20.5164 · Heure des questions. Question · 2020-03-11
Département de justice et police
Liquidé
Wortlaut
Je pose cette question en l'absence de Stefania Prezioso Batou, empêchée de siéger pour cause de maladie liée à Covid-19.
Depuis le 1er mars 2019, le TAF a rendu pour la Suisse romande près de 40 arrêts démontrant des lacunes dans l'accès aux soins des requérants d'asile.
1. Quels changements le SEM a-t-il introduit suite à ces arrêts ?
2. De quels outils de monitoring le SEM dispose-t-il pour s'assurer que l'accès aux soins et leur qualité soient garantis dans tous les CFA ?
Stellungnahme des Bundesrates
1. Chaque centre fédéral d'asile (CFA) dispose d'un service dit "MedicHelp". Plusieurs formations continues ont été prodiguées aux infirmières et infirmiers ainsi qu'au personnel d'accompagnement des CFA dans le but d'améliorer le diagnostic précoce et l'accès aux soins pour les requérants d'asile. Depuis le 1er juin 2019, un contrat cadre conclu entre le SEM et la caisse maladie CSS garantit l'affiliation de chaque requérant d'asile à l'assurance obligatoire des soins (AOS) selon le modèle du médecin de famille.
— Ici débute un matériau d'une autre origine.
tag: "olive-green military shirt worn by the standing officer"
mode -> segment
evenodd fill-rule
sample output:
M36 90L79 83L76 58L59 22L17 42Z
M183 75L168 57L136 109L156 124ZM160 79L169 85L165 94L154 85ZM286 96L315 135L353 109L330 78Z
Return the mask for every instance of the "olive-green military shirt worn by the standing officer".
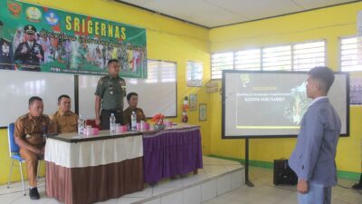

Qui plus est, le SEM prend désormais en charge les frais d'interprétariat transculturel en lien avec les traitements ambulatoires afin de réduire les barrières linguistiques dans les soins.
2. Le Plan d'exploitation "Hébergement dans le domaine de l'asile" (PLEX), entrée en vigueur le 1er mars 2019, définit les objectifs à atteindre et les normes applicables pour tous les processus relevant du domaine de l'hébergement, y compris l'accès aux soins. La Gestion de la qualité en matière d'hébergement (GQH) en fait partie intégrante et vérifie le respect des objectifs et des critères définis dans le PLEX au moyen d'instruments tels que l'audit, les rapports mensuels et les contrôles sur site.
3. La Confédération en collaboration avec les Cantons ont élaboré le concept de "Soins médicaux pour les requérants d'asile dans les centres de la Confédération et les centres d'hébergement collectif cantonaux" dont la mise en oeuvre a commencé le 1er janvier 2018. Son élaboration a été accompagnée par un groupe de travail composé de spécialistes, dont les responsables médicaux du centre de test à Zurich. Il est toutefois important de garder à l'esprit que chaque région d'asile a ses propres besoins et défis, comme notamment la question de la densité des réseaux médicaux qui diffère suivant la région.